Wednesday, March 28, 2012

March updates

  • If you listen to one oral argument from March 27, well, I have to say that you need to listen to Paul Clement's performance in HHS v. Florida. But if you have time for a second oral argument, and you have a hankering for Third Circuit class action action, I'd be curious about your thoughts of the argument in Dewey v. Volkswagen. See also.
  • Following up on our earlier post, the Third Circuit denied the motion for sanctions without comment, or permitting us to file a reply brief. (Mazie Slater had no explanation for the misquote; they used the passive voice in describing its mysterious appearance in the brief, and didn't explain how citecheckers missed it.) Having been given such carte blanche, Mazie Slater then proceeded to lie to the court about the terms of the settlement and settlement notice during the oral argument. I simply don't understand why courts aren't willing to do more to police the attorneys who appear before them. If the only consequence for inventing a citation out of whole cloth is the need to file an errata deleting an invented citation (i.e., the brief that should have been filed in the first place), what incentive does the Holmesian "bad actor" have to get the law right in the first place? After all, if there's a 5% chance that the fictionalized version will swing the case, 5% times $9 million in fees is a $450,000 incentive to lie to the court. If the bad actor isn't facing a proportionate downside, you can expect the bad actor to act badly.
  • We renewed our objection in Bluetooth. Details at Point of Law.
  • The Apple MagSafe settlement—$600,000 for the class, $3.1 million for the attorneys—was rubber-stamped by the district court. We plan to appeal to the Ninth Circuit.

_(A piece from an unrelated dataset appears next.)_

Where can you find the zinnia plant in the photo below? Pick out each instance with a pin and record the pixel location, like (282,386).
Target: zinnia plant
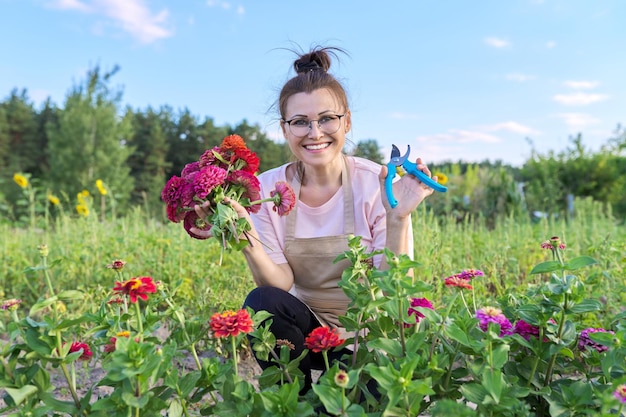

  • In the Online DVD Rental Antitrust Litigation settlement with Wal-Mart for a class of Netflix customers, the district court agreed with the settling parties that a coupon isn't a coupon if they call it a "gift card" instead, and that the restrictions on coupon settlements in the Class Action Fairness Act didn't apply, and rejected my objection. We believe this contradicts CAFA, as well as Seventh Circuit precedent, and plan to ask the Ninth Circuit to address this problem.